Residual feed intake studies in Angus-sired cattle reveal a potential role for hypothalamic gene expression in regulating feed efficiency

Mechanisms underlying variation in residual feed intake (RFI), a heritable feed efficiency measure, are poorly understood while the relationship between RFI and meat quality is uncertain. To address these issues, 2 divergent cohorts consisting of High (HRFI) and Low (LRFI) RFI individuals were created by assessing RFI in 48 Angus-sired steers during a 70 d feeding trial to identify steers with divergent RFI. The association of RFI with indices of meat quality and expression of genes within hypothalamic and adipose tissue was then determined in LRFI and HRFI steers. While on test, feed intake was recorded daily with BW and hip heights recorded at 14 d intervals. Ultrasound measurements of rib eye area (REA) and backfat (BF) were recorded initially and before harvest. Carcass and growth data were analyzed using a mixed model with RFI level (LRFI, HRFI) as the independent variable. The least-square means (lsmeans) for RFI were -1.25 and 1.51 for the LRFI and HRFI cohorts (P < .0001).
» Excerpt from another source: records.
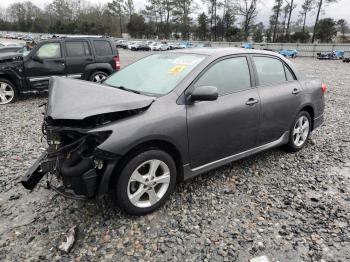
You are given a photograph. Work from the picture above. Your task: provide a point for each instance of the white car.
(161, 47)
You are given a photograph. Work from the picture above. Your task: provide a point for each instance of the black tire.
(9, 87)
(292, 144)
(95, 75)
(121, 186)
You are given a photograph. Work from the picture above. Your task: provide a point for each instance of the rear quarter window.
(270, 70)
(103, 48)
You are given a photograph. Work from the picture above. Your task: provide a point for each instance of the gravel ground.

Dry matter intake was higher for the HRFI individuals versus the LRFI steers (P < .0001) while on test BW gain was not different between the 2 groups (P < 0.73). There were no differences detected in marbling score (P < 0.93), BF (P < 0.61), REA (P < 0.15), yield grade (P < 0.85) or objective Hunter color measures between LRFI and HRFI steers indicating that there was no relationship between RFI and meat quality. Neuropeptide-Y (NPY), relaxin-3 (RLN3), melanocortin 4 receptor (MC4R), and GnRH mRNA expression was 64%, 59%, 58%, 86% lower (P < 0.05), respectively, while gonadotropin inhibiting hormone (GnIH) and pro-opiomelanocortin (POMC) mRNA expression was 198% and 350% higher (P < 0.01) in the arcuate nucleus of LRFI steers. Expression of agouti-related protein (AGRP), relaxin/insulin-like family peptide receptor 1 (RXFP1), and melanocortin 3 receptor mRNA was similar between LRFI and HRFI animals. Pituitary expression of FSHβ (P < 0.03) and LHβ (P < 0.01) was correlated to hypothalamic GnRH levels suggesting that changes in gene expression within the arcuate nucleus had functional consequences. Leptin mRNA expression was 245% higher in the adipose tissue of LRFI steers consistent with lower levels of NPY and higher expression of POMC in their hypothalami. These data support the hypothesis that differences in hypothalamic neuropeptide gene expression underlie variation in feed efficiency in steers while the gonadotropin axis may also influence feed efficiency.